JIM MARSHALL: PROOF
by Jim Marshall
You know these images well: Janis Joplin backstage with a bottle of Southern
Comfort; the Beatles leaving their last public performance at Candlestick
Park; Johnny Cash flipping off the warden of San Quentin Prison;
Bob Dylan rolling a tire down a street in Greenwich Village. Photographer
Jim Marshall was responsible for all of the above, and plenty more
that would jog your memory. He has clicked away at musicians of all
kinds, literary figures, actors, rights leaders, and chief justices. He has an
uncanny ability to snap photos that really capture the essence of people—
being themselves. Jim Marshall: Proof is a collection of Marshall’s famous
images and the proof sheets that accompany them.

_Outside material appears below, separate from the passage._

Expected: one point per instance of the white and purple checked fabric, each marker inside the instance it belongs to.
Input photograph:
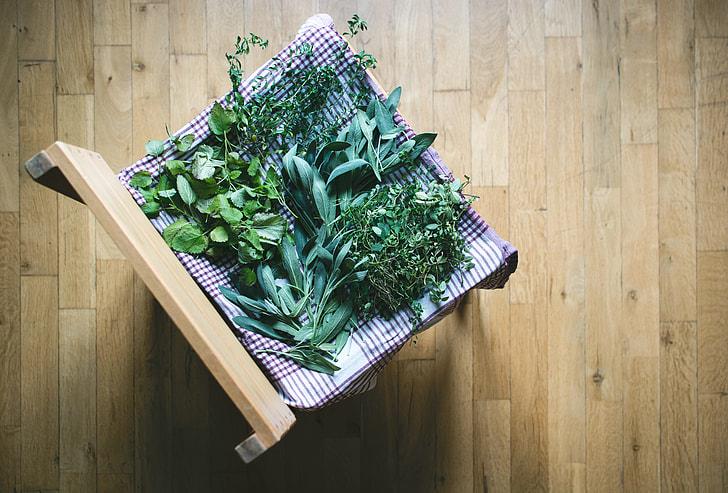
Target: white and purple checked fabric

Joel Selvin, who collaborated with Marshall on this book and
Monterey Pop, explains in his introduction why Marshall was the
foremost music photojournalist of his time: “All Marshall’s best
photographs freeze a moment—a musician playing, someone
speaking, kicking a tire; an expression flickering across a face—
instants so brief Marshall must have been telepathic to capture
them. His images are silent, but they are filled with music and
song. Something visceral tugs at Marshall virtually every time he
clicks the shutter.”
But Marshall is not only revered for his work shooting memorable
photographs of the people we know, he has grabbed our
attention with stark, honest images of severe poverty in the Appalachians,
sorrow and loss during the civil rights movement, and
regular work-a-day Italian garbage collectors in San Francisco,
among others. Marshall has integrity as a photographer—he never
allowed The Saturday Evening Post to print the shots he took of a
poverty-stricken family in Kentucky, even though he took them
on assignment for the magazine, because he was convinced the
writer condescended to the subjects. Instead, he gave them to
another magazine whose editor he respected. The most tormenting
photograph from that film is in the Smithsonian Institution’s
permanent collection.
“He spent hours, days, with his subjects,” writes Selvin. “They
became his friends. The battered Leica inevitably hanging around
his neck disappeared into the background and Marshall could quietly
pick up a camera and pull off a couple of private moments. It
was like he wasn’t there. His photographs show his subjects alone.”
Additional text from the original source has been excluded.